Differential induction of interleukin-12, interleukin-18, and interleukin-1β converting enzyme mRNA in experimental autoimmune encephalomyelitis of the Lewis rat

Abstract

Experimental autoimmune encephalomyelitis (EAE) is a model of autoimmune central nervous system (CNS) disease that is mediated by autoreactive Th1 cells secreting the proinflammatory cytokine interferon (IFN)-γ. Interleukin (IL)-12 in its heterodimeric p35/p40 isoform and the recently described cytokine IL-18 potently induce T cell production of IFN-γ. Interleukin-1β converting enzyme (ICE) is required to convert IL-18 precursor protein into its biologically active mature form. In this study, we used semiquantitative reverse transciptase-polymerase chain reaction to determine steady state levels of IL-12, IL-18, and ICE mRNA in the spinal cord of Lewis rats at different stages of EAE. In control rats, we found significant IL-18, ICE, and IL-12p35, but not IL-12p40 mRNA expression. IL-18 mRNA increased during the acute stage of EAE together with a marked induction of ICE mRNA. IL-12p35 mRNA levels did not change significantly throughout the course of EAE. Surprisingly, the peak expression of IL-12p40 mRNA was delayed by several days relative to the peak of T cell infiltration and IFN-γ mRNA synthesis. Our data implicate the IL-18/ICE pathway in the amplification of Th1-mediated immune responses in the CNS but suggest a different, so far undefined role of endogenous IL-12 in the late effector phase of EAE.

Introduction

Experimental autoimmune encephalomyelitis (EAE) is a widely used model of autoimmune central nervous system (CNS) disease that mimics several aspects of human multiple sclerosis (Raine, 1984; Wekerle, 1993). EAE is mediated by autoreactive Th1 cells secreting interferon (IFN)-γ and interleukin (IL)-2. For the generation and efficient activation of Th1 cells several costimulatory signals have to be delivered during initial stages of a cellular immune response (Abbas et al., 1996). IL-12 is a heterodimeric cytokine that is composed of two different covalently linked subunits, p35 and p40. Its production by accessory cells during the initiation of an immune response polarizes naive T cells toward a Th1 pattern of cytokine production (Trinchieri, 1993). IL-18 was discovered only recently as a `IFN-γ-inducing-factor' in a mouse model of endotoxic shock (Okamura et al., 1995). IL-18 is synthesized as an inactive precursor protein that exhibits structural homology to IL-1 (Bazan et al., 1996) and accordingly has to be processed by the caspase IL-1β converting enzyme (ICE) to get functionally active (Ghayur et al., 1997; Gu et al., 1997). Similar to IL-12, IL-18 enhances the production of IFN-γ by Th1 cells although both cytokines apparently use different intracellular signaling pathways (Jacobson et al., 1995; Thierfelder et al., 1996; Kohno et al., 1997; Matsumoto et al., 1997; Robinson et al., 1997).
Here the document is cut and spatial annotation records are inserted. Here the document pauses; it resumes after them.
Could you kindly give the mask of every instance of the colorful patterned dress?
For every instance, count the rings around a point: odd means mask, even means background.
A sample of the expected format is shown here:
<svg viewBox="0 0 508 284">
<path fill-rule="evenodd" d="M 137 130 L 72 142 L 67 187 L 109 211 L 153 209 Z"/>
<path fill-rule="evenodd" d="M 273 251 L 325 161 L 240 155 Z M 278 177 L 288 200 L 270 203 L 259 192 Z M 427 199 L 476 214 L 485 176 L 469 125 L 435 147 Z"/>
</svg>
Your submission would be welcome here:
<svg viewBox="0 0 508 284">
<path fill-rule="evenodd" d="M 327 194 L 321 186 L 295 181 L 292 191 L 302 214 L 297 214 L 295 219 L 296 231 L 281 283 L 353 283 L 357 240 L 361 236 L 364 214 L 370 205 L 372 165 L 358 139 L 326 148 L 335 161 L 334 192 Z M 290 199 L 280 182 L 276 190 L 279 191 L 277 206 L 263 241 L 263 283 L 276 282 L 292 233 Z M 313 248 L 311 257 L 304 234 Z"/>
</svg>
In line with a Th1-mediated immunopathogenesis, IL12p40 mRNA has been detected in active multiple sclerosis lesions (Windhagen et al., 1995) and disease-enhancing effects of IL-12 have been demonstrated in EAE (Leonard et al., 1995; Segal and Shevach, 1996; Smith et al., 1997; Segal et al., 1998). IL-18 mRNA has been found in active stages of murine autoimmune diabetes (Rothe et al., 1997) but its expression in CNS autoimmune diseases has not been studied so far. Accordingly, the relative contribution of both cytokines to the regulation of Th1-mediated immune responses in the CNS is currently unknown. In the present study we used a semiquantitative reverse transcriptase-polymerase chain reaction (RT-PCR) approach to analyze the time course of IL-12 p35/p40, IL-18, and ICE mRNA expression in the spinal cord of Lewis rats at different stages of EAE actively induced with the encephalitogenic 68–86 peptide of guinea pig myelin basic protein.